Sunday, June 12, 2016
Taking charge of your professional development
For many education professionals competence development is still mostly locked into attending internal training sessions either on campus or at a conference centre before the start of the new academic year. Sometimes these sessions are excellent and many can gain inspiration from them but often they miss the mark. The session can never be relevant for everyone; some already know what is being taught and others find it completely over their heads. Competence development is highly personal and so a classroom approach is always going to fall short. Maybe the most valuable group trining initiatives are workshops on how to take charge of your owbn professional development. Instead of waiting for a suitable on-site course to be arranged we can all benefit from learning how to find educational resources, join communities of practice, develop personal learning networks, find open courses to join amd develop skills in online collaboration. The range of opportunities is vast but sadly very few teachers are aware of them so awareness raising workshops are a good start.
Steven W Anderson writes about this in a recent post, Taking Control Of Your Professional Development. He recommends teachers to widen their horizons by reading educational blogs, attending free webinars, joining Twitter chat sessions and attending edcamps. The links he provides are all USA-oriented but similar resources and communities are available in most countries. The key skill in professional development is learning how to learn online. Professional development is available to all if you know where to find it.
The fact of the matter is educators, no matter their position, can no longer rely on their schools and districts to provide the targeted professional development every educator needs and deserves.
There are of course many more sources of inspiration and here are my additions to Steven's list.
Search for teacher groups on Facebook or Google+, both in your own country and internationally. There are thousands of professional groups that you can join but the trick is to find the ones that are relevant for you and are active. Check the group and see how active it is and whether the discussions are relevant for you before asking to join. Most professional groups are protected to some extent and you have to ask for membership but most let you view their activity without being a member. If the administrator sees that you are serious you will be admitted. Here it is important that you have a good profile description and photo that show you are real. Spammers normally have bizarre profile photos, no friends and no signs of interaction with others.
There are many benefits of participating in such professional groups. You widen your professional network, participate in a wider discussion and if you share your knowledge and help others new opportunities will emerge such as invitations to join a project, develop a course, write an article etc. Many people join communities as passive members but the fact is that the more you put in the more you get out. Get involved and see where it takes you. If the group gets too quiet just leave and find a more lively group. If you're wary of Facebook or Google+ then there are thousands of professional groups and networks on LinkedIn. Just search and join the ones that appeal.

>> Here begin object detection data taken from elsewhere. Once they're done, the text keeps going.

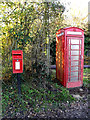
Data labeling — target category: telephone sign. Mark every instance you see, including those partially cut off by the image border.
[12,50,23,73]
[56,27,84,88]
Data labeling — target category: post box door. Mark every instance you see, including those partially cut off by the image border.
[13,59,22,73]
[67,37,83,82]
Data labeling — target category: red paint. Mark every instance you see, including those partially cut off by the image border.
[56,27,84,88]
[12,50,23,73]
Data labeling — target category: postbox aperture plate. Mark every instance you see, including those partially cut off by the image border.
[12,50,23,73]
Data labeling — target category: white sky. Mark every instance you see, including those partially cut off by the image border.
[59,0,90,17]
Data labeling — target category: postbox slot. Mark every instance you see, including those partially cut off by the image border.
[13,54,21,56]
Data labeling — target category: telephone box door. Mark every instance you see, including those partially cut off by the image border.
[66,37,84,87]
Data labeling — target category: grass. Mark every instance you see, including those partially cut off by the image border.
[2,69,90,117]
[83,68,90,87]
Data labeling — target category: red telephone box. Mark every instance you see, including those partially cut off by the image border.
[56,27,84,88]
[12,50,23,73]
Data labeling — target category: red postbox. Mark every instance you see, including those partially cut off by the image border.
[56,27,84,88]
[12,50,23,73]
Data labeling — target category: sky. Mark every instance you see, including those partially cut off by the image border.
[58,0,90,17]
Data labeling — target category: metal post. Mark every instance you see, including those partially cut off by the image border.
[17,73,21,95]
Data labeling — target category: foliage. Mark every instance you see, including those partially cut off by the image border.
[0,2,65,78]
[83,68,90,88]
[2,79,75,117]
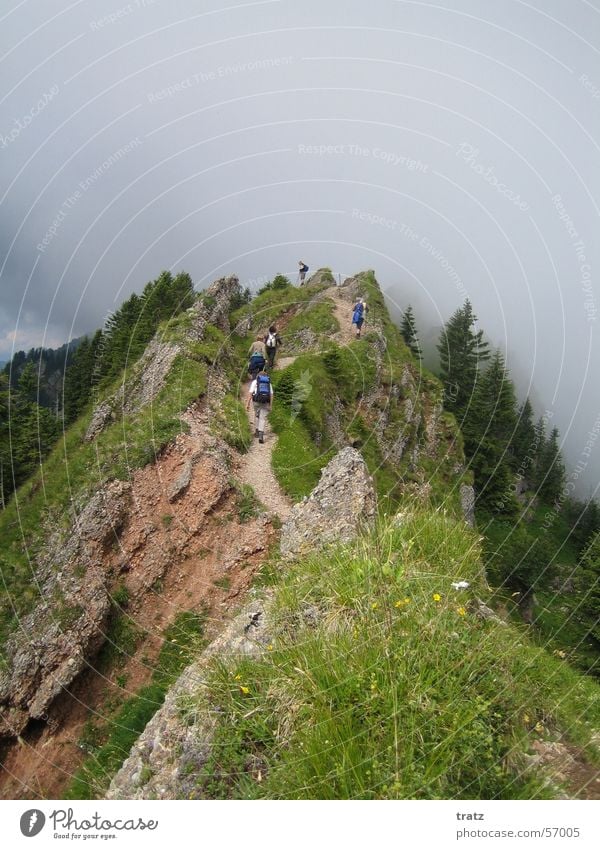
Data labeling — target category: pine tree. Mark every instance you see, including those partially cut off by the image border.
[463,351,517,514]
[575,532,600,640]
[437,299,489,419]
[400,304,421,362]
[0,374,11,510]
[537,428,565,503]
[511,398,535,470]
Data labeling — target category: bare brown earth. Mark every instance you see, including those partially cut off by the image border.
[0,406,283,799]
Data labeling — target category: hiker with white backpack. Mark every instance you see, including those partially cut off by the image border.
[248,334,267,380]
[352,298,369,339]
[246,370,273,445]
[265,324,282,371]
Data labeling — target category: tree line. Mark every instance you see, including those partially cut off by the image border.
[400,300,600,637]
[0,271,195,508]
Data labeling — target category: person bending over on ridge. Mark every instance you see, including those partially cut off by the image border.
[265,324,281,371]
[298,260,308,286]
[352,298,368,339]
[248,334,267,380]
[246,369,273,444]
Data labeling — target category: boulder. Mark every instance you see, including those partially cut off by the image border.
[281,448,377,558]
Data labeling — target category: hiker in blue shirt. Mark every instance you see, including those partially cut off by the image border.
[264,324,281,371]
[248,335,267,380]
[352,298,368,339]
[298,260,308,286]
[246,371,273,445]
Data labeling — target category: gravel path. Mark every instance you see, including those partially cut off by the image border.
[238,286,356,521]
[238,357,296,522]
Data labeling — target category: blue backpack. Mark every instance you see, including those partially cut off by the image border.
[252,374,271,404]
[249,351,265,371]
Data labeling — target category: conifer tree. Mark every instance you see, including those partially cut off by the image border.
[511,398,536,470]
[463,351,517,514]
[437,299,489,419]
[537,428,565,502]
[400,304,421,361]
[576,532,600,640]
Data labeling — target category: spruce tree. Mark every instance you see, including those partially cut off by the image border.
[400,304,421,361]
[537,428,565,503]
[437,299,489,419]
[463,351,517,515]
[511,398,535,470]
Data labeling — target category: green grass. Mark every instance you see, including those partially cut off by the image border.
[478,502,600,675]
[63,611,206,799]
[211,394,253,454]
[230,276,328,332]
[285,301,340,344]
[0,355,207,648]
[190,511,600,799]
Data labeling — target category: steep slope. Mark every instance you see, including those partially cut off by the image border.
[0,278,274,798]
[0,269,597,798]
[108,448,600,799]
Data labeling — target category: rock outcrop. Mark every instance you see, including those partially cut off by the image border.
[85,276,240,442]
[0,481,130,737]
[281,448,377,558]
[304,268,335,286]
[188,275,241,342]
[460,483,475,528]
[107,601,271,799]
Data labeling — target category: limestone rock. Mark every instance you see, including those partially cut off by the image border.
[107,601,271,799]
[281,448,376,558]
[304,268,336,286]
[188,275,241,342]
[0,481,130,737]
[460,483,475,527]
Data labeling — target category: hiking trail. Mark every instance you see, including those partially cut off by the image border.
[238,357,296,522]
[233,286,356,521]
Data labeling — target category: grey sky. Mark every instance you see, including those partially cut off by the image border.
[0,0,600,495]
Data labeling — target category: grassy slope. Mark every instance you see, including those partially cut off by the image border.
[0,314,214,652]
[234,272,463,512]
[185,509,600,799]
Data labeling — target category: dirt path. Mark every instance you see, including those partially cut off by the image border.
[238,357,296,522]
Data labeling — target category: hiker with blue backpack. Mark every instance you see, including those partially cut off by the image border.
[246,369,273,445]
[264,324,282,371]
[248,335,267,380]
[352,298,368,339]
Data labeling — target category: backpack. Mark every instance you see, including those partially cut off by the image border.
[252,374,271,404]
[250,351,265,371]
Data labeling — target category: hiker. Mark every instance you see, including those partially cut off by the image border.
[298,260,308,286]
[352,298,368,339]
[246,369,273,445]
[248,334,267,380]
[265,324,282,371]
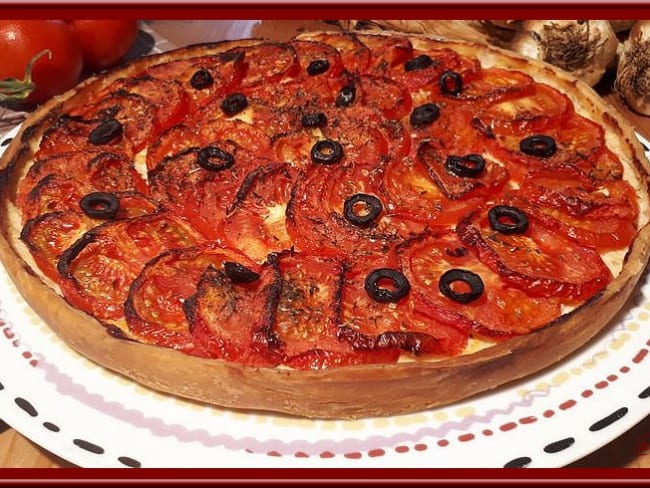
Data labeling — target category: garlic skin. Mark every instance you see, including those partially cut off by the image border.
[614,20,650,115]
[510,20,619,86]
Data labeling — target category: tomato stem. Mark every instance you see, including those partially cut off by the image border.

There are thousands of free open courses out there and not all are called MOOCs. There are lots of open courses for teacher development and the best place to start is to search on MOOC aggregators like Class Central, EMMA or Openuped where you can find courses from most of the major consortia. Some courses are mostly guided self-study but most offer discussion forums and other opportunities for interaction and once again getting involved means you can build your international contact network. The main thing to remember is not to take these courses lightly. Many demand at least 8 hours of study per week and if you want to learn you need to make an effort. Still too many people assume that an online course is for some strange reason a light option.
There are also many open online courses that don't mention that four-letter acronym, offering both self-study and collaborative models, such as Peer 2 Peer University, OERuniversity, Udemy and many more.
Open educational resources
There is of course a vast range of OER that can provide inspiration and professional development. The difficulty is that all this courseware is distributed over hundreds of repositories and it's hard to make fully aggregated searches. Furthermore OER tend to be single resources that don't link to related material so putting them together into a coherent self-study course structure may not be easy. If you looking for resources in English try searching for "teaching" or "pedagogy" in the Open Education Consortium search function. Another source of lectures and course material from thousands of institutions worldwide is iTunesU and you can download the material free to any device though you first need to download the iTunes app. Furthermore many universities share their lectures and course material on open courseware sites like MIT Open courseware, Open University's Open Learn etc. There are of course similar resource banks in most countries and in many languages.